1. Le code du patrimoine mis sous la tutelle du code de l’énergie
L’introduction répétée par le groupe Renaissance d’une dérogation, rédigée par le lobby des ENR (voir ici), au pouvoir d’autorisation des ABF en matière de panneaux solaires a été écartée, mais remplacée par un amendement particulièrement pernicieux.
- De l’élaboration d’un guide à destination des ABF...
Nous demandions, dans notre amendement de suppression déposé par des députés LR (comparer ici et ici), le retour de l’avis conforme des ABF, supprimé en commission, et l’élaboration d’un guide de recommandations permettant d’homogénéiser leurs pratiques dans ce domaine, comme le préconisait le rapport Botteghi, à l’origine du projet de loi (voir ici).
Le rétablissement de l’avis conforme avait été demandé par de très nombreux députés des groupes PS et PC (voir ici et ici), du groupe Horizon (voir ici), du groupe LR (voir ici), du Rassemblement National (voir ici) et même du groupe Renaissance (voir ici). La ministre de la Transition énergétique, Agnès Pannier-Runacher, expose, pour sa part, "avoir réfléchi [...], avec la ministre de la culture, à l’élaboration d’une circulaire à destination des ABF, tout d’abord pour leur rappeler le bien-fondé et le caractère prioritaire des énergies renouvelables, mais également pour les guider dans l’instruction des projets, de façon à tenir compte de l’évolution des technologies, comme les tuiles solaires. Un juste équilibre a été trouvé, permettant de donner aux avis des ABF une plus grande homogénéité. Je viens de signer cette circulaire ; Rima Abdul Malak l’a signée également hier et Christophe Béchu devrait la trouver aujourd’hui sur son bureau. En conséquence, la ministre estime que Cette initiative [création d’un guide], ajoutée au fait d’en revenir au droit existant, [lui] paraît un compromis équilibré" (voir débats).
C’est le rapporteur Renaissance de la commission du développement durable, Pierre Cazeneuve, partisan de l’avis simple des ABF, qui proposa un amendement de repli auquel la ministre, qui y était semble-t-il d’abord défavorable, se rallia.
Il s’agit de prévoir que l’ABF, dans les abords des monuments historiques et les Sites patrimoniaux remarquables, « tient compte des objectifs nationaux de développement de l’exploitation des énergies renouvelables et de rénovation énergétique des bâtiments tels que définis à l’article L. 100‑4 du code de l’énergie. » Celui-ci a été rédigé par le député Renaissance des Deux-Sèvres, Bastien Marchive, titulaire d’un master 2 de droit de la construction et de l’urbanisme de Paris I.

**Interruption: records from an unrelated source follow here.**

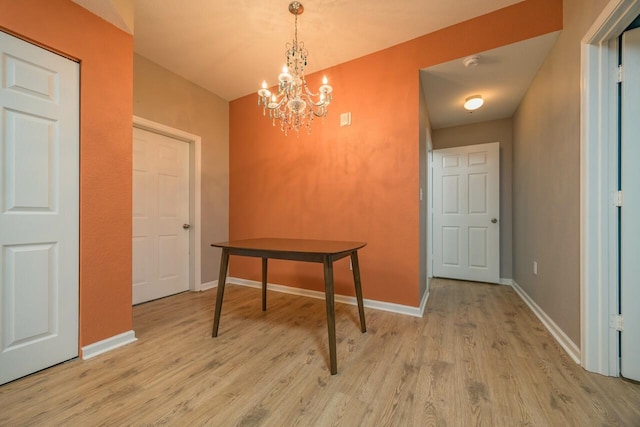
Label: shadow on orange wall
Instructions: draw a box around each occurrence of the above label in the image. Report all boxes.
[229,0,562,307]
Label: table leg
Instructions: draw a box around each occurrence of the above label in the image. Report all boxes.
[324,257,338,375]
[262,258,268,311]
[351,251,367,332]
[211,248,229,337]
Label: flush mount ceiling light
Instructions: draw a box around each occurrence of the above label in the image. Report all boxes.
[464,95,484,111]
[462,55,480,68]
[258,1,333,135]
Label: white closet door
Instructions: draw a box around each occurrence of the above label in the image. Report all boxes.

Il s’agit d’"intégrer les objectifs de développement des énergies renouvelables et de rénovation énergétique des bâtiments aux critères dont [les ABF] doivent tenir compte dans la rédaction de leurs avis. Une telle mesure permettra d’intégrer les enjeux environnementaux aux missions des ABF sans prévoir de dérogations aux procédures actuelles et de concilier ainsi protection du patrimoine et transition environnementale". En effet, selon la présentation faite en séance par le groupe Renaissance, "un grand nombre de projets, lorsqu’ils sont situés dans des zones classées au titre du code du patrimoine, ne peuvent jamais être menés à terme en raison des avis négatifs qu’ils reçoivent de la part des architectes des bâtiments de France. Chacun a pu rencontrer une situation de la sorte au sein de son territoire, en particulier dans les centres-villes et les centres-bourgs anciens".
Les socialistes et les écologistes de la NUPES se rallièrent à cet amendement, le groupe Républicain et Delphine Batho faisant connaitre leurs interrogations sur les conséquences patrimoniales de la mesure.
Étonnamment, alors que le débat portait sur une catégorie particulière d’ENR, l’amendement concerne en définitive l’ensemble des énergies renouvelables, mais aussi la rénovation énergétique, pourtant totalement exclue de l’objet du projet de loi !
- ... à la prise en compte d’objectifs de développement des énergies renouvelables et de rénovation énergétique
Le renvoi par l’amendement à l’article L. 100‑4 du code de l’énergie, définissant les objectifs nationaux de développement des énergies renouvelables et de rénovation énergétique, est problématique. Ce texte, dont les ABF devront désormais "tenir compte" (ce qui oblige traditionnellement en droit à ne pas s’écarter de la règle), prévoit : "4° De porter la part des énergies renouvelables [...] à 33 % au moins de la consommation finale brute d’énergie en 2030" (elle est aujourd’hui de 20% en raison de leur priorité d’accès au réseau), ce qui aura une conséquence sur les avis des ABF.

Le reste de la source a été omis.